Susan wandered back into the living room. It was all she could do to not pick up the phone, call 911. But if she went against Luka's wishes now, how could she expect him to trust her again? She knew, as much as she could know anything in the world right now, that Luka would need to be able to trust her; that he was facing something that she could never ask him to face alone. And she knew he didn't have anyone else. It had taken so long to get him to open up to her, even in the small ways he already had; to tentatively risk friendship after whatever horrors he had lived through.

She found a blanket and pillow in the linen cupboard, spread them on the sofa, but she knew she wouldn't sleep. She couldn't. She stood by Luka's bedroom door and listened to his breathing, his restless sleep, broken by frequent coughing fits that didn't seem to wake him. When she felt his forehead, he didn't seem to be any hotter, but PCP didn't necessarily cause really high fevers. The breathlessness; the dry cough that was so different from other types of pneumonia; those were what frightened her and, she knew, frightened him.

But how could she have missed it? Not just the cough, but the other symptoms that were so obvious in him now. True, she'd seen little of him the past few weeks. But still, she should have noticed something. He had lost weight. His face was visibly thinner, his shirt loose around the shoulders. And worse, the haunted expression that she remembered so clearly from those first weeks and months, that was back. The darkness, the fear behind the eyes.

"No ... no ... please ... stop ... oh God ..." then more in what she assumed was Croatian. Luka tossed restlessly on the bed, kicking off the covers. But it didn't look like delirium. What had Gillian had told her all those months ago? That Luka didn't like people watching him sleep? That he had nightmares?

Again, the urge to guard his trust; earn his trust. He was obviously breathing. She could safely leave the doorway, let him sleep for a while, dream his dreams in privacy.

She retreated to the couch, curled up in a ball under the afghan. Even from here she could hear his hoarse cries, though she couldn't make out the words. But that was good, as long as she could hear him, she would still know that he was breathing.

"Why are you doing this, Susan?" She asked, aloud. How many times are you going to get close to someone, only to lose them? 'Staying on the sofa of a dying friend,' Luka had said. She'd done it with Mark, and had lost him. She'd gotten so close to Susie, and had lost her, in every real sense. And all the patients she had chosen to connect with over the years.

She was good with people; her supervisors both here and in Arizona had noted that on her reviews time and again. She knew how to listen, how to connect with her patients, make them trust her. Some had said that she might do better in private practice, where she could establish long term relationships; where 'treat 'em and 'street 'em' wasn't the rule of the day. But, because she'd chosen the ER, and because, for whatever reason, true personal relationships seemed to have eluded her for so long, she chose, so often, to find her connection with patients in pain. And, perhaps that was what had drawn her to Luka on his return. He had been in pain. Physical pain and emotional pain. He needed someone. A friend, not a lover. He would not even consider being more than a friend. Had it been the fear of the HIV that had stopped him? His fear of infecting her, or the knowledge that he would have had to tell her?
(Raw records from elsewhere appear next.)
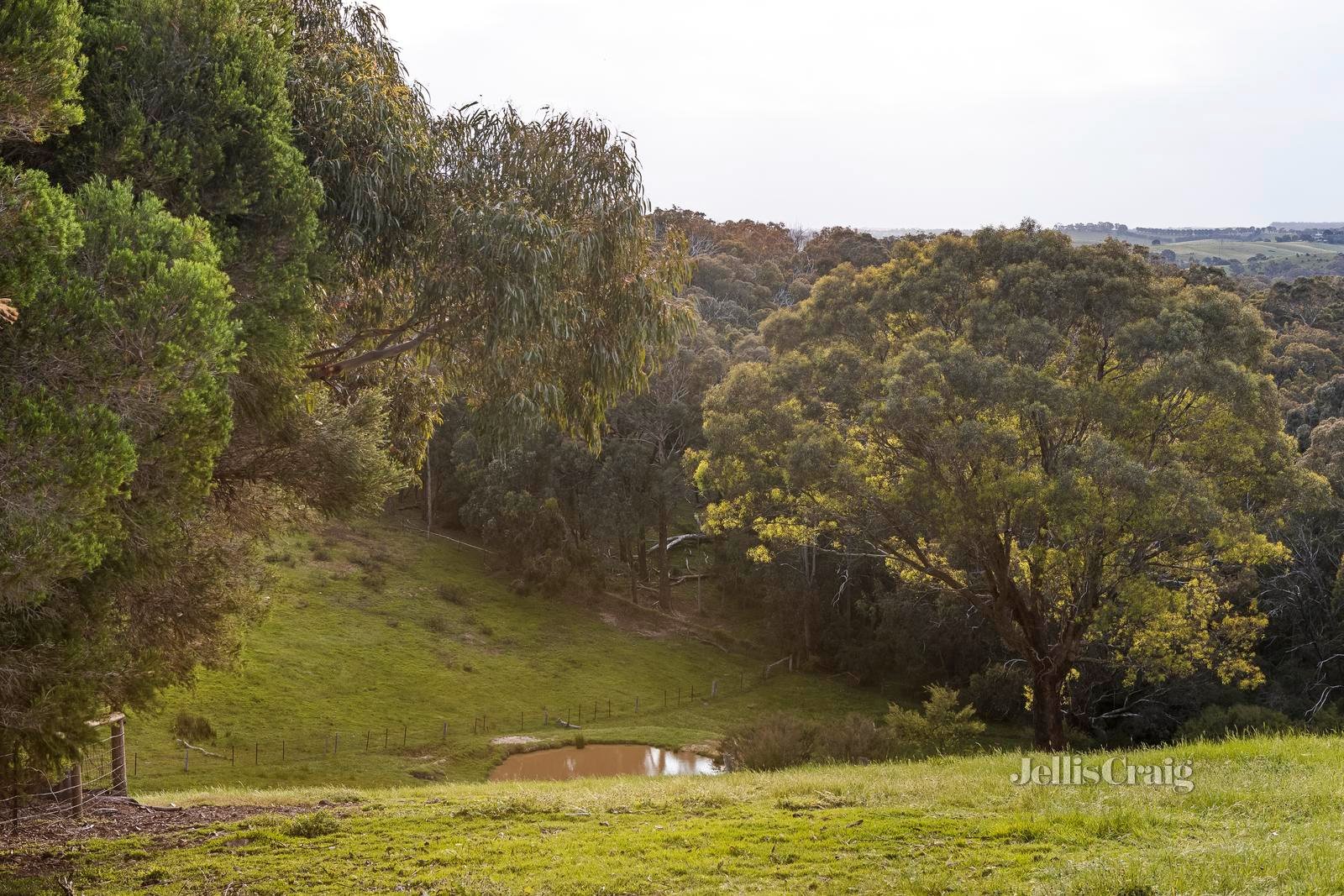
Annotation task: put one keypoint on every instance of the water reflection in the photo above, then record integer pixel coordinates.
(601, 761)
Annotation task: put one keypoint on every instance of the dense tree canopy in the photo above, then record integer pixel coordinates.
(1063, 437)
(245, 281)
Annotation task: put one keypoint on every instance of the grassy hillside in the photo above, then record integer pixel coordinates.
(1198, 249)
(376, 634)
(1263, 817)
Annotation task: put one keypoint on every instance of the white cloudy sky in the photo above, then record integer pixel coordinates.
(938, 113)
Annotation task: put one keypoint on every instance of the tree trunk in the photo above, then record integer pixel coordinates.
(13, 792)
(643, 555)
(118, 757)
(1047, 705)
(664, 574)
(429, 496)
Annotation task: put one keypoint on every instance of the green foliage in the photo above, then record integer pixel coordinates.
(1240, 719)
(857, 738)
(941, 726)
(188, 101)
(114, 411)
(304, 672)
(1263, 819)
(1008, 419)
(777, 741)
(192, 728)
(39, 69)
(999, 692)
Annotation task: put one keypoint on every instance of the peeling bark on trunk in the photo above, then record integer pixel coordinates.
(664, 574)
(1047, 705)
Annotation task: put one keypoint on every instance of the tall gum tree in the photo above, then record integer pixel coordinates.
(1068, 438)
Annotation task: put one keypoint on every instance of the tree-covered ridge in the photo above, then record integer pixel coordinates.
(1068, 439)
(249, 264)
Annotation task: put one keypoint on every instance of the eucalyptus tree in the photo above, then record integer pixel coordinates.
(1068, 438)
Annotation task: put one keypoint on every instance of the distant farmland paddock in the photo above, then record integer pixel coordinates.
(1230, 249)
(1200, 249)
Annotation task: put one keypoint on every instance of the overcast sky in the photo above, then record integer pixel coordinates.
(934, 113)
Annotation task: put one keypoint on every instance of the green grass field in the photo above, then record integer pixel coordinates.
(1263, 817)
(376, 634)
(1200, 249)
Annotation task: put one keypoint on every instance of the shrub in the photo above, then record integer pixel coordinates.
(857, 738)
(1327, 720)
(318, 824)
(1242, 718)
(452, 594)
(940, 727)
(999, 692)
(192, 728)
(774, 741)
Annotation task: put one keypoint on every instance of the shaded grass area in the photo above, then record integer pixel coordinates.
(1263, 817)
(389, 658)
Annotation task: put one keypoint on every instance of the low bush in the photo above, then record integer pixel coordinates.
(452, 594)
(857, 738)
(318, 824)
(1240, 719)
(777, 741)
(942, 726)
(192, 728)
(999, 692)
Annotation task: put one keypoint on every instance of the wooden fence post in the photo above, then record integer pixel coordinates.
(118, 755)
(74, 790)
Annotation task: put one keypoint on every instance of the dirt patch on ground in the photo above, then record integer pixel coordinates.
(45, 840)
(112, 819)
(638, 624)
(511, 741)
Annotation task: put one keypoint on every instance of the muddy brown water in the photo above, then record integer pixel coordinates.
(596, 761)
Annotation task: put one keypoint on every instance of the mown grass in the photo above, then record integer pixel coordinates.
(1263, 817)
(376, 634)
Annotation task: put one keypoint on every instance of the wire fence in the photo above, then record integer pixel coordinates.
(42, 799)
(410, 736)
But ... God ... could she do this again? Get close to someone, and then have to watch him die? Susan gave herself a shake. 'Don't get ahead of yourself,' she told herself firmly. 'We don't know anything yet. This could be something else. And if it is AIDS, people can live with AIDS for years ... decades.' ARV therapy had been a miracle in that regard. She just had to get him through the pneumonia.

And you can't be afraid ... afraid of getting hurt so you're afraid to love.

------

Susan woke suddenly. Where was she? A leather sofa? The room was very quiet.

Luka! Susan threw off the afghan and ran to the bedroom door, straining her ears as she ran ... to hear something. The covers were still on the floor where he had kicked them hours ago. He lay sprawled across the bed, face down, much too still, his clothes soaked with sweat. Susan couldn't see his face, but the color in his hands had gone from the dusky shade of the evening to a frank blue. "Sonovabitch...." Fear made the familiar cuss-word catch in her throat. No .... She sat down, and the movement of the bed seemed to trigger something, because Luka breathed, faint, hoarse ... but he was breathing. Had been all along, surely ... just too weakly for her to have heard until she got this close.

She turned him gently. His face was damp, the same bluish shade as his hands. Eyes half open, glassy. Pulse in his throat was rapid and thready. "Luka!" He seemed to be breathing a little better; lying on his back gave him a better airway. "Luka! Wake up!" She shook him, rubbed her fist into his chest. And his eyes flickered.